Hmm I've been chopping it up and trying a bunch of things so the code is super ugly now (basically I thought I might be hitting some kind of file lock, so literally split everything up to try and ensure nothing is reading or writing to the same variable).
It looks something like this atm, which does run, it just doesn't seem to see any reduction in process time. The other thing to note is this is (currently) running on an instanced node, of which there are hundreds. The cumulative process time for seperation() is ~10ms, and when split into 4 it drops to sub ~3ms each, but still accumulates to the same total per frame:
var finalsep_1 = Vector3(0.0,0.0,0.0)
var finalsep_2 = Vector3(0.0,0.0,0.0)
var finalsep_3 = Vector3(0.0,0.0,0.0)
var finalsep_4 = Vector3(0.0,0.0,0.0)
var boiddist = 2
var boiddist2 = 2
var boiddist3 = 2
var boiddist4 = 2
onready var thread1 = Thread.new()
onready var thread2 = Thread.new()
onready var thread3 = Thread.new()
onready var thread4 = Thread.new()
func _process(delta):
# ...
# other parts of code
# ...
bl_1 = []
bl_2 = []
bl_3 = []
bl_4 = []
if boid_list.size()>0:
#imperfect method for splitting an array into 4 equal sized chunks, but works for the most part
bl_1 = boid_list.slice(0,int(boid_list.size()/4))
bl_2 = boid_list.slice(int(boid_list.size()/4),int((boid_list.size()/4)*2))
bl_3 = boid_list.slice(int((boid_list.size()/4)*2),int((boid_list.size()/4)*3))
bl_4 = boid_list.slice(int((boid_list.size()/4)*3),int(boid_list.size()))
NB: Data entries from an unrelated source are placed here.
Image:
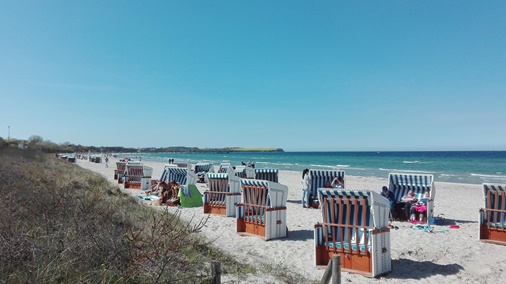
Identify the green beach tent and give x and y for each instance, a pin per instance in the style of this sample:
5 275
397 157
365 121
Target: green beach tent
192 198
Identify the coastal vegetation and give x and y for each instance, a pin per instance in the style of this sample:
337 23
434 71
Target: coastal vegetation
60 223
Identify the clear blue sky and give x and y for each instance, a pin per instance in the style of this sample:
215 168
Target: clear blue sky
299 75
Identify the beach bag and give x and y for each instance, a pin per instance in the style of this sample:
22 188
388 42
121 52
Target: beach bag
438 220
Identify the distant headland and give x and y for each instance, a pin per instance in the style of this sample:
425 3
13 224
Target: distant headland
207 150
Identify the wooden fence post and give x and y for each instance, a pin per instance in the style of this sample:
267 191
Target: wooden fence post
216 272
336 269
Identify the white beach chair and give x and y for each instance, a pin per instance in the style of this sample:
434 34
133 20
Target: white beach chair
355 227
262 211
318 179
223 194
401 183
493 215
267 174
138 176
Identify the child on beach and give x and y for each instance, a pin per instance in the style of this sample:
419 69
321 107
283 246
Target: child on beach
408 201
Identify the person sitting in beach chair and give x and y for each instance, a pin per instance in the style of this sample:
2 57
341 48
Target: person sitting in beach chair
337 183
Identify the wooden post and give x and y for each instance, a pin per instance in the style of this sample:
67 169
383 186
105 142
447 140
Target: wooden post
327 274
216 272
336 269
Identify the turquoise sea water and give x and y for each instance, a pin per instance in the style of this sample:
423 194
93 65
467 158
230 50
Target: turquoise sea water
473 167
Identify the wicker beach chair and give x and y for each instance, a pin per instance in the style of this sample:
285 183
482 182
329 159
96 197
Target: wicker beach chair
354 226
204 168
267 174
225 167
318 179
138 176
493 215
263 209
119 172
183 176
401 183
223 194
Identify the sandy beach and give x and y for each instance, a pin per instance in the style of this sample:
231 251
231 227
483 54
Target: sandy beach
445 256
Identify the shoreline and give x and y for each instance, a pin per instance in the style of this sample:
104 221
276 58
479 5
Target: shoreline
456 255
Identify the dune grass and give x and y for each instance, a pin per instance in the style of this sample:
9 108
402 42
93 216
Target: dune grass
60 223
# I 'assumed' this bit would essentially run all 4 threads in parrallel...
thread1.start(self, "seperation_1", null)
thread2.start(self, "seperation_2", null)
thread3.start(self, "seperation_3", null)
thread4.start(self, "seperation_4", null)
# Until this rejoins and retrieves them, effectively meaning the processing time is as slow as the slowest thread + some amount of overhead
thread1.wait_to_finish()
thread2.wait_to_finish()
thread3.wait_to_finish()
thread4.wait_to_finish()
# Then I can just restack the output
flockSeperation = ((finalsep_1+finalsep_2+finalsep_3+finalsep_4) / boid_list.size())
# There are now four of these, each numbered.
func seperation_1(x):
finalsep_1 = Vector3(0.0,0.0,0.0)
for x in bl_1:
if self.global_transform.origin != boidpos:
expensive code runs here then:
finalsep_1 += output